Calthorpe, who helped pioneer the movement known as the New Urbanism back in the early 1990s, is probably best known for helping Portland, Oregon, become a model for mass transit and hipster bicyclists. New Urbanism promotes neighborhoods with a mix of housing and commercial uses that can be easily navigated by pedestrians and bicyclists. Calthorpe first worked in China back in 2002, doing a city plan in Tianjin for some private developers. After he groused to a friend at the nonprofit Energy Foundation that China’s sustainability efforts were too narrowly focused on renewable energy, the foundation asked him to create design principles for Chinese cities to minimize their carbon footprint. In 2009, officials in Beijing awarded him two out of eight Eco-District pilot projects planned nation-wide.
In Kunming, Calthorpe has designed Chenggong New Town, reworking an existing master plan for the central district by organizing the densest areas around the transit stations, turning the main thoroughfares into couplets of one-way streets, adding pedestrian walkways and local streets, and creating a network of open spaces. Work has begun on the town with roads, parks, businesses, a high-speed rail station, and blocks of housing now under construction. A second project, Yuelai Eco-City, is one of 17 transit-oriented developments (TODs) that Calthorpe has designed for the northern Chongqing area. Yuelai Eco-City is scheduled to break ground on its 2,500-acre site this summer and will eventually accommodate 100,000 to 250,000 residents.

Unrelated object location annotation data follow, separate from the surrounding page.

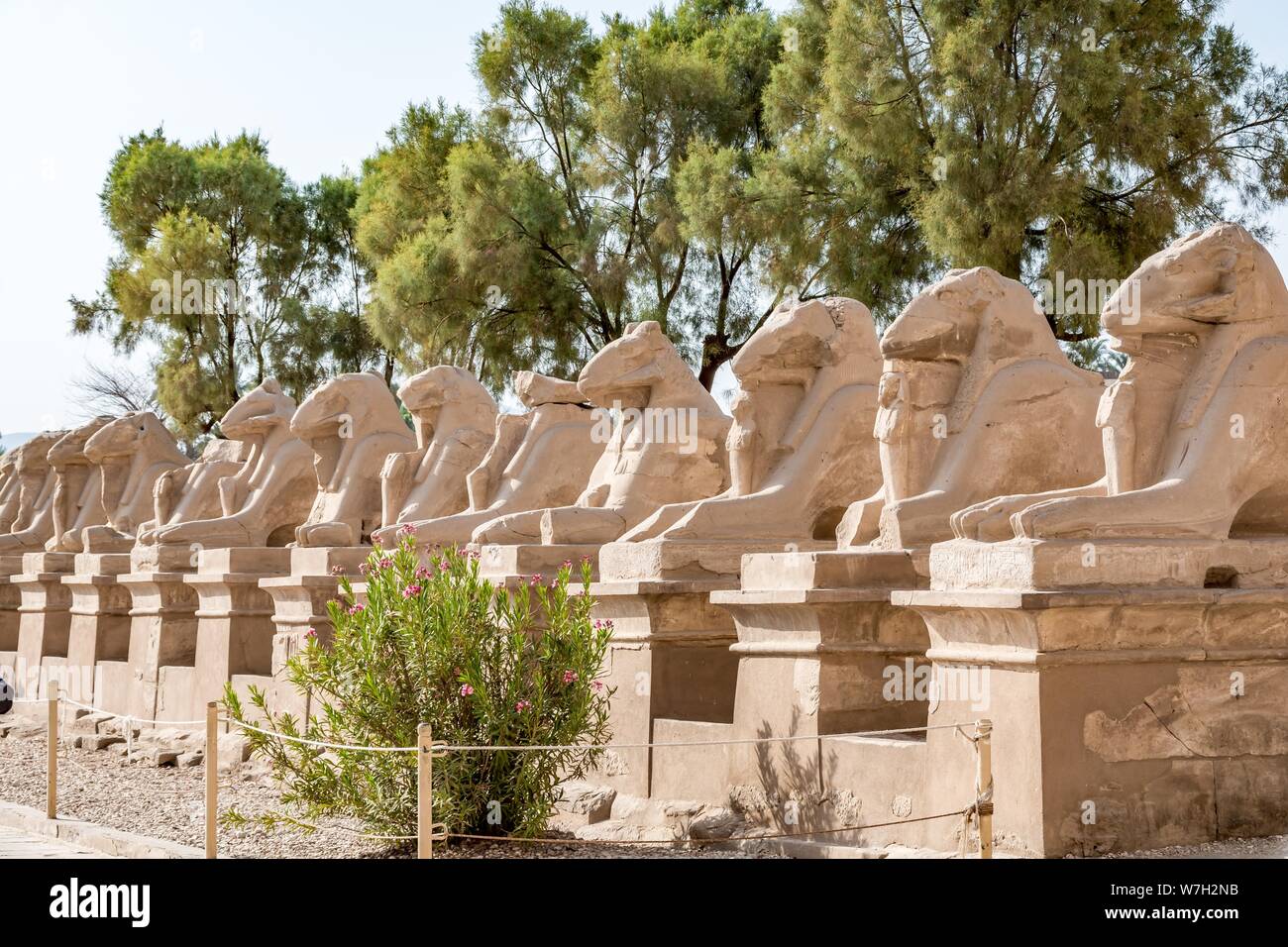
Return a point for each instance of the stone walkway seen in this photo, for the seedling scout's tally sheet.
(14, 844)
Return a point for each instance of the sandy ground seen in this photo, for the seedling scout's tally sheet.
(167, 802)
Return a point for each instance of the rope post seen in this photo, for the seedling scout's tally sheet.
(984, 785)
(52, 771)
(424, 791)
(211, 780)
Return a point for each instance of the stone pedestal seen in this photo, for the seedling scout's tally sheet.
(1124, 718)
(162, 631)
(511, 566)
(44, 620)
(300, 598)
(235, 624)
(99, 631)
(11, 565)
(820, 651)
(669, 660)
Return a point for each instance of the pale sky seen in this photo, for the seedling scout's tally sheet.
(321, 80)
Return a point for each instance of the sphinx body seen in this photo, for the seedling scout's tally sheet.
(1194, 432)
(11, 487)
(78, 488)
(130, 453)
(669, 446)
(454, 416)
(34, 515)
(977, 398)
(536, 460)
(799, 449)
(192, 491)
(271, 491)
(352, 424)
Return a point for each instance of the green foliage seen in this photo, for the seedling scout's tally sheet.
(484, 667)
(532, 235)
(233, 270)
(1033, 137)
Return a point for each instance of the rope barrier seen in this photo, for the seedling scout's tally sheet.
(529, 748)
(130, 718)
(979, 810)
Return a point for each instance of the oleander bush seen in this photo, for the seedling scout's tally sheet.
(484, 667)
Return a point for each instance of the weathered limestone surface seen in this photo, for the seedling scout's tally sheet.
(252, 489)
(33, 515)
(132, 453)
(799, 454)
(536, 460)
(454, 416)
(273, 491)
(642, 466)
(800, 450)
(11, 488)
(77, 501)
(975, 393)
(352, 423)
(1132, 630)
(192, 491)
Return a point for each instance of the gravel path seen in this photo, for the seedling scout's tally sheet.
(168, 801)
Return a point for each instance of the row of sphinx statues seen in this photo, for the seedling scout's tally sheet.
(964, 419)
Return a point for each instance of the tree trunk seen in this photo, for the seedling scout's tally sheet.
(715, 352)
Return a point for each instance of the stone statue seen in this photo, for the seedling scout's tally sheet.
(977, 398)
(352, 423)
(539, 459)
(192, 491)
(11, 487)
(267, 499)
(454, 416)
(1193, 432)
(78, 488)
(34, 519)
(668, 446)
(800, 444)
(132, 454)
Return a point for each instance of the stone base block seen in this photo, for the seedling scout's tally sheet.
(673, 560)
(514, 564)
(669, 659)
(1048, 565)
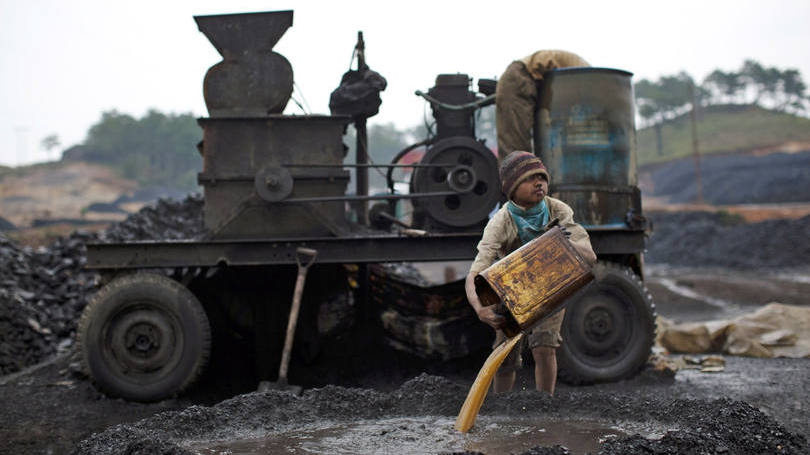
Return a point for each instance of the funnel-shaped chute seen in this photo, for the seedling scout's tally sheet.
(232, 33)
(251, 80)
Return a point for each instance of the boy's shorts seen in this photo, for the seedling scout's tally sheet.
(546, 334)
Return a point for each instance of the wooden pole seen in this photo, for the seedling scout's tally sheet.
(695, 148)
(362, 141)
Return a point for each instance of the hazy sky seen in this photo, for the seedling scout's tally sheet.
(66, 62)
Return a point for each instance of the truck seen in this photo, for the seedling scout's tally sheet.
(275, 184)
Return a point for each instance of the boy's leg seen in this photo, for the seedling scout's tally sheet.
(545, 368)
(543, 342)
(504, 379)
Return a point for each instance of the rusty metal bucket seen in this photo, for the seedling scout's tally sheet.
(533, 281)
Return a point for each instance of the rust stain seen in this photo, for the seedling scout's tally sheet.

One of the big problems Calthorpe sees in China is the segregation of uses into single-function areas that lack diversity. “If everyone’s going downtown in the morning and leaving in the evening, you get massive congestion,” he says. “If you zone for mixed-use around transit stations, you have a better chance of getting the right balance of jobs and housing.” Calthorpe has fine-tuned the concept of TODs based on his experiences in other countries, emphasizing the need to match density to transit capacity. Yuelai Eco-City will have only two subway stations (on one metro line), so its layout focuses more on housing and less on commercial uses. On the other hand, Chenggong New Town will have a high-density commercial center at the intersection of two transit lines.
To coax people back to walking and biking, Calthorpe is also implementing something unthinkable in the U.S.: auto-free streets. “The density is so great here, you can really take out the cars and the streets will still be filled with people,” he says. It’s all part of his plan for defeating the “superblock”—Soviet-style mega-developments that stretch for more than 400 meters, separated by multi-lane roads. Calthorpe proposes a much finer grid: blocks that are 90-150 meters long and are divided by a mix of local streets, auto-free streets, pairs of one-way roads, and, ideally, a high-capacity transit stop every 800 meters. In Chenggong New Town, he is replacing the city’s current arterial road with a pair of one-way streets separated by a greenbelt. “It will reduce delays for through traffic while encouraging pedestrians,” he says. Located in a mountainous area, Yuelai Eco-City will have escalators (like those in Hong Kong) to handle the steepest slopes, and a series of streets that are auto-free but serviced a fleet of electric buses.
Smaller blocks promote a return to the traditional Chinese courtyard layout for buildings and the kind of ground-floor shops that are being displaced by giant enclosed malls. “Instead of destroying the urban fabric, we want to encourage local economies, fresh food, and busy streets that people already have and like now,” says Calthorpe.